Reputation: 457
The goal is to create an AMI that the end user can customize by including an external database or other instance specific configuration.
I have created a custom image that pulls down some assets from a repo as part of the Packer build, then creates a service which runs a script on next boot. When I launch the instance from this AMI, I include a user data script which just creates a prop file, then echoes some values into the prop file. Then the service script creates a prop file from user data if it exists or from default values, then starts the assets with those props.
However, after I start the instance, the file is not created by the user data. I've found some stuff saying this is a run once per instance id, but this is a new instance.
I've tried fetching the user data as part of the service script, wget http://169.254.169.254/latest/user-data
, removing the state files associated with user data as part of the packer build process so the user_data will be run again when the AMI is instantiated, rm -Rf /var/lib/cloud/*
, prepending the user data with #cloud-boothook
so that it runs every time instead of just first boot.
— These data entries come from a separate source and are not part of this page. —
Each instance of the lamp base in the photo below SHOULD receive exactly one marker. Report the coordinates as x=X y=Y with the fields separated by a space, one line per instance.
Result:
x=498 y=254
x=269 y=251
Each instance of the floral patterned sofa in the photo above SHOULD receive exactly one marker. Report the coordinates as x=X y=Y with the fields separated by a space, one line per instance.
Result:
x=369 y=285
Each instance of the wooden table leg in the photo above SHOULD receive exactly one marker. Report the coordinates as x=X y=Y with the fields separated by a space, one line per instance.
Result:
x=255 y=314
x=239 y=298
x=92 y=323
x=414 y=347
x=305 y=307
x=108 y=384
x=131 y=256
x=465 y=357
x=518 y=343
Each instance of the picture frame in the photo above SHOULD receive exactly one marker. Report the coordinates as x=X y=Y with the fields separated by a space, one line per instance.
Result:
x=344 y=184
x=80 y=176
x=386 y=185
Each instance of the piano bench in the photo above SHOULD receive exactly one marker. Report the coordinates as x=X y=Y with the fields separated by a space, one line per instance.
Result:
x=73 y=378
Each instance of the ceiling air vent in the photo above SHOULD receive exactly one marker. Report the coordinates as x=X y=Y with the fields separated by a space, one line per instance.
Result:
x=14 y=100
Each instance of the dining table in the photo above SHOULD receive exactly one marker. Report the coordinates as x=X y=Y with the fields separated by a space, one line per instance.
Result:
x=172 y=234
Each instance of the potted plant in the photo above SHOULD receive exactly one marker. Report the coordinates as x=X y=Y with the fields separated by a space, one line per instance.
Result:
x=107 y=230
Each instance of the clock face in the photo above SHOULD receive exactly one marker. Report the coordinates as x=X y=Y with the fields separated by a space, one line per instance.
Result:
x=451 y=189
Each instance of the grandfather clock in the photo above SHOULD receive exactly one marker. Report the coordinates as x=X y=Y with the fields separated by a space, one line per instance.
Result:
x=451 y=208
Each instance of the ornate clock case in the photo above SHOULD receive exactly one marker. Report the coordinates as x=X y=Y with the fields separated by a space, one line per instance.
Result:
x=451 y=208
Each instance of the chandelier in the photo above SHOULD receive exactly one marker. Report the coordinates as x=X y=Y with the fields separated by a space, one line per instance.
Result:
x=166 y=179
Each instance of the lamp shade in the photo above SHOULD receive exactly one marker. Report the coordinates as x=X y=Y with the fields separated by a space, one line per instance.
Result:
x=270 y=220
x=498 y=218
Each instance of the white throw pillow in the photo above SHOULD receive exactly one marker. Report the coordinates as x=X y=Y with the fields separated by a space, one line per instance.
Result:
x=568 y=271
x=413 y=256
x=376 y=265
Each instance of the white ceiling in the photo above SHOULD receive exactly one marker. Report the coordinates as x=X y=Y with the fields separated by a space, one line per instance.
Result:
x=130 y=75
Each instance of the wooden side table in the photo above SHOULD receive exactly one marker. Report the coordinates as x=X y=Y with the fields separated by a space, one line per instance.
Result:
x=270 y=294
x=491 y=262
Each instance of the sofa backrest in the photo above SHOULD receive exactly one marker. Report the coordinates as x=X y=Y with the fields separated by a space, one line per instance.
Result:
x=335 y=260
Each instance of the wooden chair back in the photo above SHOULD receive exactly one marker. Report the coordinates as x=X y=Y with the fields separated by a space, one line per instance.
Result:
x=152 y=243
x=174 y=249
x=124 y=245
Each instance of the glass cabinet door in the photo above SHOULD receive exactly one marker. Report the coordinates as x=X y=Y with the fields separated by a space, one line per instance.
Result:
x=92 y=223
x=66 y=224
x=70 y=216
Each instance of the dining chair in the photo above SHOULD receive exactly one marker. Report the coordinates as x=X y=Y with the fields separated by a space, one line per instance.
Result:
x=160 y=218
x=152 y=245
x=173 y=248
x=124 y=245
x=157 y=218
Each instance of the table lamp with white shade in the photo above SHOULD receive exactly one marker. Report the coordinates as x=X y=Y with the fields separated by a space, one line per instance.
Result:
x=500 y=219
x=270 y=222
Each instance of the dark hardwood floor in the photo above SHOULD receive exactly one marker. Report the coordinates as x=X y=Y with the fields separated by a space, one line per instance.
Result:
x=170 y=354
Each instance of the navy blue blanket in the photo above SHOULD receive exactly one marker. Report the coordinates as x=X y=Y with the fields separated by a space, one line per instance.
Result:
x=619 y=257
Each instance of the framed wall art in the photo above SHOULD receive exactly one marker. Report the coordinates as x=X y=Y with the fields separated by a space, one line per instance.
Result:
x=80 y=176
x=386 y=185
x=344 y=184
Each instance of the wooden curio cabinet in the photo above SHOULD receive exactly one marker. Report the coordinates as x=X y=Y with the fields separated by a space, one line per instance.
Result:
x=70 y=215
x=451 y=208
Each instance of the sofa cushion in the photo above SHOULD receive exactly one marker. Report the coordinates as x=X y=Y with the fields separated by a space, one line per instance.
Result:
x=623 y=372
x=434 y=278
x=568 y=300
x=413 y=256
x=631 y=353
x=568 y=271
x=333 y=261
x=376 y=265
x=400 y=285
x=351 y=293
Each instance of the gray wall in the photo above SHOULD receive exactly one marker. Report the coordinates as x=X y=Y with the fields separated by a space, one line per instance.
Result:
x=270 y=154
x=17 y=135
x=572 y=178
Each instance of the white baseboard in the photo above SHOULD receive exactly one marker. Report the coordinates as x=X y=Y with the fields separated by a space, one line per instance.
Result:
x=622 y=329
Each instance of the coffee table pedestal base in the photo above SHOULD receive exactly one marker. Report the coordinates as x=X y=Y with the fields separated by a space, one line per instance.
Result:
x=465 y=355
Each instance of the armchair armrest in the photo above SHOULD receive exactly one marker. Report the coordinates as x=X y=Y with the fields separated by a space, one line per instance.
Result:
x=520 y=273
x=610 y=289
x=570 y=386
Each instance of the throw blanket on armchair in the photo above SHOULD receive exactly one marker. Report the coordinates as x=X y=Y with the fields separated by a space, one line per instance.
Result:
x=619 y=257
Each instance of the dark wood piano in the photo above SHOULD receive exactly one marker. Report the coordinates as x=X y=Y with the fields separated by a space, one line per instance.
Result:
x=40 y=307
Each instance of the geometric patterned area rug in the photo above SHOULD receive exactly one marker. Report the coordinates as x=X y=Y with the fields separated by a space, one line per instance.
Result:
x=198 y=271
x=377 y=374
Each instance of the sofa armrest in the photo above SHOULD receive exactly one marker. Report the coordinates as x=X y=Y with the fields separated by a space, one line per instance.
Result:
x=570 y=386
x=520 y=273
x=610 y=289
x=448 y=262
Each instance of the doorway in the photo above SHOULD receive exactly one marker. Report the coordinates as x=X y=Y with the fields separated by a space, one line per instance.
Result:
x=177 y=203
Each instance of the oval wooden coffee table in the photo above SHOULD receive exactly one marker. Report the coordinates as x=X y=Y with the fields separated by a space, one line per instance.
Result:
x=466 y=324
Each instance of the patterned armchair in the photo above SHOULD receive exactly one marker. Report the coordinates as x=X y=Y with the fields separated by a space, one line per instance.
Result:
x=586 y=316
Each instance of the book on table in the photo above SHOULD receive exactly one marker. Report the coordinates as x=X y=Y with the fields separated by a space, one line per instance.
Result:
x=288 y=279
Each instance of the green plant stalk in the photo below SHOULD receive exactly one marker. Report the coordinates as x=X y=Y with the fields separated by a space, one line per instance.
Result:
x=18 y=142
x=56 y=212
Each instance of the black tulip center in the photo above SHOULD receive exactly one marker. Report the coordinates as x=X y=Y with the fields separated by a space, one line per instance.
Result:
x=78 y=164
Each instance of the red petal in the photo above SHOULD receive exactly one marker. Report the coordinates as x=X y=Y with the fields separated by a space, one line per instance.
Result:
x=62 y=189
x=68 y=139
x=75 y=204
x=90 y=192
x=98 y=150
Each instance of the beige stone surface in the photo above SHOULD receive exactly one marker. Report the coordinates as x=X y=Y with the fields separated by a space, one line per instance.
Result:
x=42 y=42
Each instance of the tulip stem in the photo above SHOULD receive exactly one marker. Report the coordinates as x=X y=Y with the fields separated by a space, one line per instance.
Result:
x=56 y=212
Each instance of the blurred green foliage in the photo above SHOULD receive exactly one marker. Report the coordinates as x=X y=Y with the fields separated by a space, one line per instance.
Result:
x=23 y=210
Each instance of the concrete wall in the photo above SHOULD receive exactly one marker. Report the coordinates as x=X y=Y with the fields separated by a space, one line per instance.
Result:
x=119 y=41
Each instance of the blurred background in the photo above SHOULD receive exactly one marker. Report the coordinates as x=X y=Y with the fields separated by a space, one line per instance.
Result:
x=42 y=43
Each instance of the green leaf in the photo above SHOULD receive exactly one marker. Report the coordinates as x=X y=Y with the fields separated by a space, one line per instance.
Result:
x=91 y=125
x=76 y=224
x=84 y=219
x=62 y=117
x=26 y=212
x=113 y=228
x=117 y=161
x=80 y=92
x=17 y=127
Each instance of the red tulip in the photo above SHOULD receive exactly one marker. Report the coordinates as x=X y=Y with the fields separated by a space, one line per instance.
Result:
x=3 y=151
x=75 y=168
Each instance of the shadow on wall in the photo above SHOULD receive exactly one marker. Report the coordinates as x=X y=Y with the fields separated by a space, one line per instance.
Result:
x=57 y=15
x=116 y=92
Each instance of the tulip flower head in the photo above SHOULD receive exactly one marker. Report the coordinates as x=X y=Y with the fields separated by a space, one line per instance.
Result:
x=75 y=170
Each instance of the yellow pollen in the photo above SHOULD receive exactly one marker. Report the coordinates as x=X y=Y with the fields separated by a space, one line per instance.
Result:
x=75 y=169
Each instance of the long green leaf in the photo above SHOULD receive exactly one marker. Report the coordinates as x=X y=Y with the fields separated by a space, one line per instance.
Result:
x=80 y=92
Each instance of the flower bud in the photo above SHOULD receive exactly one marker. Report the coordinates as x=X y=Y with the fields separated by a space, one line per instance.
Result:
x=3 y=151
However, the tmp file from the user data script is not present, and the assets only start with default values.
...
{
"type": "file",
"source": "../scripts/bootstrap.sh",
"destination": "/tmp/bootstrap.sh"
},
{
"type": "file",
"source": "../scripts/myservice.service",
"destination": "/tmp/myservice.service"
},
{
"type": "shell",
"environment_vars": [
"REPO_USERNAME={{user `repo_user`}}",
"REPO_PASSWORD={{user `rep_password`}}"
],
"execute_command": "echo 'packer' | sudo -S sh -c '{{ .Vars }} {{ .Path }}'",
"inline": [
"cd /tmp",
"chmod +x bootstrap.sh",
"./bootstrap.sh"
]
}
...
<pull assets>
...
mv /tmp/myservice.service /lib/systemd/system/myservice.service
sudo systemctl enable myservice.service
...
if [ -ne ./user_data_retrieved_flag ]
then
wget http://169.254.169.254/latest/user-data
touch user_data_retrieved_flag
fi
if [ -e ./user-data ] && [ -ne ./user_data_processed_flag ]
then
chmod 755 ./user-data
./user-data
touch user_data_processed_flag
fi
if [ -e /tmp/my_props.properties ]
then
cat /tmp/my_props
mv /tmp/my_props /home/ubuntu/my_props
fi
<myResources.start>
...
...
resource "aws_instance" "my_instance" {
ami = "${var.my_custom_ami}"
...
user_data = <<EOF
#cloud-boothook
#!/bin/bash
touch /tmp/my_props
echo PROP1=${var.prop1} >> /tmp/my_props
echo PROP2_USER=${var.db_un} >> /tmp/my_props
chown ubuntu:ubuntu /tmp/my_props
chmod 777 /tmp/my_props
EOF
}
...
Edit: To clarify, the assets do run, so I know the service is executing successfully. However, they are using default props and neither the flags mentioned in configure.sh, or the file which should have been created by the user data are present.
Upvotes: 1
Views: 3136
Reputation: 56937
User data scripts are executed via cloud-init, a daemon that can configure instances at creation/boot time independently from what is baked in to the image.
As such, if you want to use user data you probably want to make sure that cloud-init is installed in your image. The easiest option here is to simple create your AMI from a pre-existing AMI that already has cloud-init installed such as Amazon Linux, the official Canonical provided Ubuntu AMIs, the official Red Hat provided Red Hat images etc. Alternatively you should be able to install it via your distro's package manager.
If you want a minimal way of executing user data scripts in AWS without cloud-init (such as for distros where cloud-init isn't available such as OpenBSD) you could use something like this:
#!/bin/sh
# Ghetto cloud-init to execute EC2 user data scripts
ID="$(curl --silent 169.254.169.254/latest/meta-data/instance-id)"
if [ ! -f /var/lib/cloud/instance/boot-finished ] && [ "$(cat /var/lib/cloud/instance/boot-finished)" != "${ID}" ]; then
curl --silent 169.254.169.254/latest/user-data -o /tmp/user-data
chmod +x /tmp/user-data
/tmp/user-data >> /var/log/cloud-init-output.log 2>&1
mkdir -p /var/lib/cloud/instance/
echo "${ID}" > /var/lib/cloud/instance/boot-finished
fi
And run this as a daemon, making sure it starts very early in the boot process.
This will scrape the user data script from the EC2 metadata endpoint and then execute it, writing the output to the typical log location for cloud-init and then make sure it is only executed on first boot with a semaphore file that it checks for before running.